The Second Department decision in Barnett v. Schwartz gave an instructive lesson concerning proximate cause in a legal malpractice case:
For example, in the lawsuit-within-a-lawsuit scenario, the plaintiff-client must prove that but for the defendant-attorney’s negligence they would have prevailed in the underlying action. Stated otherwise, if the plaintiff-client cannot prove that it would have prevailed in the underlying action, the defendant-attorney’s negligence was not a proximate cause of any damages arising from the loss of the same. Further, there are several decisions from this court requiring the plaintiff-client to prove both that the defendant-attorney’s negligence was “a” proximate cause of damages, and that “but for” such negligence it would have prevailed in the underlying action or would not have incurred damages (see e.g. Moran v McCarthy, Safrath & Carbone, P.C., 31 AD3d 725; Terio v Spodek, 25 AD3d 781). Clearly, these decisions do not provide for two different measures of causation in the same standard. Indeed, it would appear that the “but for” language, which grew out of the lawsuit-within-a-lawsuit scenario (see Carmel v Lunney, 70 NY2d 169; N. A. Kerson Co. v Shayne, Dachs, Weiss,Kolbrenner, Levy & Levine, 45 NY2d 730), is merely a recognition of the factual particularities of proving proximate cause and damages in such an action. When applied in a case involving negligent legal advice (i.e., a case where there is no underlying cause of action to lose), it would appear that the “but for” formulation is merely a recognition of the factual complexities that may attend proving proximate cause when the legal advice was merely one of a myriad of factors that contributed to the plaintiff-client’s ultimate decision or course of action (see e.g. AmBase Corp. v Davis Polk &Wardwell, 8 NY3d 428).

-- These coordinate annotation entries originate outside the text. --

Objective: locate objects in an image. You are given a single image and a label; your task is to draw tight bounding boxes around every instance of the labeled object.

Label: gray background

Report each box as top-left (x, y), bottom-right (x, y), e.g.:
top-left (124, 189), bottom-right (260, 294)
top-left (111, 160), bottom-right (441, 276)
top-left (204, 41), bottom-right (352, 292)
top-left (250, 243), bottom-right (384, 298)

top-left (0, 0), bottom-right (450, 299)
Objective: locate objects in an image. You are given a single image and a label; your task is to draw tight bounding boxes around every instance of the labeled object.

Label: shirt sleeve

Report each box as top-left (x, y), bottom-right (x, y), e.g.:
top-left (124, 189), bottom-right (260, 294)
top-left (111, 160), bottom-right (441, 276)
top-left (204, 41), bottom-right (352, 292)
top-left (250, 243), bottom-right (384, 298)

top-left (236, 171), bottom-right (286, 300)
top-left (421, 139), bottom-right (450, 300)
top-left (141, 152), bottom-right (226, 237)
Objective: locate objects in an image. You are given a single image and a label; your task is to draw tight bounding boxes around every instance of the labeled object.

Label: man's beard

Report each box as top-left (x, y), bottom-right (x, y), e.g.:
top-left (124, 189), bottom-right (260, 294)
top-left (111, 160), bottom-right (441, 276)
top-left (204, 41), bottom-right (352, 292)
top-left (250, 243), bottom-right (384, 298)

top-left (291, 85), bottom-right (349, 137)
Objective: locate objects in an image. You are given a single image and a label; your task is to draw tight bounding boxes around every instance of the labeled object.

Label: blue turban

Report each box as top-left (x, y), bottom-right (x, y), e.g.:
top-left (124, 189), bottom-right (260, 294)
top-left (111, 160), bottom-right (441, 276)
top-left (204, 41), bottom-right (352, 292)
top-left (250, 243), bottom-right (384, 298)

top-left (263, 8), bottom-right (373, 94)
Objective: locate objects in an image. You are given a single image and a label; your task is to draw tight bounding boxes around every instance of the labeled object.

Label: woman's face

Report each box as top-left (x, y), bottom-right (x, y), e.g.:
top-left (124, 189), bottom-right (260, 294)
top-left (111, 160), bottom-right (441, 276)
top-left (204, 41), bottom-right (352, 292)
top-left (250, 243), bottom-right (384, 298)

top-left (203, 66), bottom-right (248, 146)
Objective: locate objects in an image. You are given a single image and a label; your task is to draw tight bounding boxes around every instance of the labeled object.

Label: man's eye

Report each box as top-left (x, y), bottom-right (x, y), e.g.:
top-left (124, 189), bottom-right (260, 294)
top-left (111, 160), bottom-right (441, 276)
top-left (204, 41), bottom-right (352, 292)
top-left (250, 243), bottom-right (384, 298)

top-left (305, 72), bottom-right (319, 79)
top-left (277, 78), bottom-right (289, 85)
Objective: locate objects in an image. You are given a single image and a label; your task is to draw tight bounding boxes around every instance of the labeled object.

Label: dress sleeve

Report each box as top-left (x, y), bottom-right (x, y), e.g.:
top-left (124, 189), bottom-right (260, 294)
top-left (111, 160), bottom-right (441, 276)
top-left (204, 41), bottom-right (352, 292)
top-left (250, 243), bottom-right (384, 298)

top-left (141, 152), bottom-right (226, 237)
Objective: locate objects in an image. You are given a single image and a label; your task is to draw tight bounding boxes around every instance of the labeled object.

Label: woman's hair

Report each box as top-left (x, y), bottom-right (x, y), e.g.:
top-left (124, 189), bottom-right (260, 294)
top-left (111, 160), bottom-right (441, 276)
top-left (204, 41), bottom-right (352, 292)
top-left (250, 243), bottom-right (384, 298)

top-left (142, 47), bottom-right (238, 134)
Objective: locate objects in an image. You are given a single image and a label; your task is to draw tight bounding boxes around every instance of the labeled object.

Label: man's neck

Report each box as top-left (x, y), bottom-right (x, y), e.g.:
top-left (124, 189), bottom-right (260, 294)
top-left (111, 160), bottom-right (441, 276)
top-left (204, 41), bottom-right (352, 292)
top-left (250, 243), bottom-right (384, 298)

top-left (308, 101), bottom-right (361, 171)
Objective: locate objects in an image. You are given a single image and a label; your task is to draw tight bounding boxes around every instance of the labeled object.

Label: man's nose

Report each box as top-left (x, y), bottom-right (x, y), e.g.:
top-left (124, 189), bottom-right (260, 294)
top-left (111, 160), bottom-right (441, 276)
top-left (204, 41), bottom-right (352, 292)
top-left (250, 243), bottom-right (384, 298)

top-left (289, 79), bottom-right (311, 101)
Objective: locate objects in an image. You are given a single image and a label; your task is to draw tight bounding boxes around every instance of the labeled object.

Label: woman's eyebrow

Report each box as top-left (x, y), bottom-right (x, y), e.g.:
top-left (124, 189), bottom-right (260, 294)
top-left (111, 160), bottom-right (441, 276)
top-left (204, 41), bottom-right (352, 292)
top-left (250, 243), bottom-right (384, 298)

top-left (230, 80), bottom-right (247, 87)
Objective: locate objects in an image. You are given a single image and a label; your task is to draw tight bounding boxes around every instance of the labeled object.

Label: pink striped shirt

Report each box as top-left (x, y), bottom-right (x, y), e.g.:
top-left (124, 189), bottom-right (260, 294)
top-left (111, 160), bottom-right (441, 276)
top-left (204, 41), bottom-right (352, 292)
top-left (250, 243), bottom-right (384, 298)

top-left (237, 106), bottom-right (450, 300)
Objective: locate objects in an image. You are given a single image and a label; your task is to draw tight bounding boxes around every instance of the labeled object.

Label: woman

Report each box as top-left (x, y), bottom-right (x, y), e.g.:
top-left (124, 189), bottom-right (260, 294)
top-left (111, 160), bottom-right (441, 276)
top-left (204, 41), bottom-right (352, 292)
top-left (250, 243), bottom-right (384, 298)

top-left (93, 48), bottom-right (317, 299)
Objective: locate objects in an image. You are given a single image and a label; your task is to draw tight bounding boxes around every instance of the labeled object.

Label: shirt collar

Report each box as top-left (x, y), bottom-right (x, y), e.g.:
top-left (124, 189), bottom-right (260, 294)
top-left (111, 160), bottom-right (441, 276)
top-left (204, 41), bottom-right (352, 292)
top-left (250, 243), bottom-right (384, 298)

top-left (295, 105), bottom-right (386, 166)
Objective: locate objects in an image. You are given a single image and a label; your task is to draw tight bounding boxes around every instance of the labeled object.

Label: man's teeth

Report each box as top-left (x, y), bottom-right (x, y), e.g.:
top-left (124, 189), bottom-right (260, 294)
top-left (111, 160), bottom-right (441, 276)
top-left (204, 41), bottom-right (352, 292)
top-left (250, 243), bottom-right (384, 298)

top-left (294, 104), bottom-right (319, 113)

Finally, we note, a conclusion that the “but for” formulation of causation requires proof that the negligence of the defendant-attorney was the sole proximate cause of damages is contrary to the holding of the Court of Appeals that the contributory negligence of the plaintiff-client may be pleaded as an affirmative defense (see Arnav Indus. Inc. Retirement Trust v Brown,Raysman, Millstein, Felder & Steiner, 96 NY2d 300; see also Boudreau v Ivanov, 154 AD2d 638).
In determining that the legal malpractice case should continue and not be dismissed, the Second Department simply stated:
“In sum, regardless of the formulation employed, a plaintiff in a legal malpractice action need prove only that the defendant-attorney’s negligence was a proximate cause of damages.”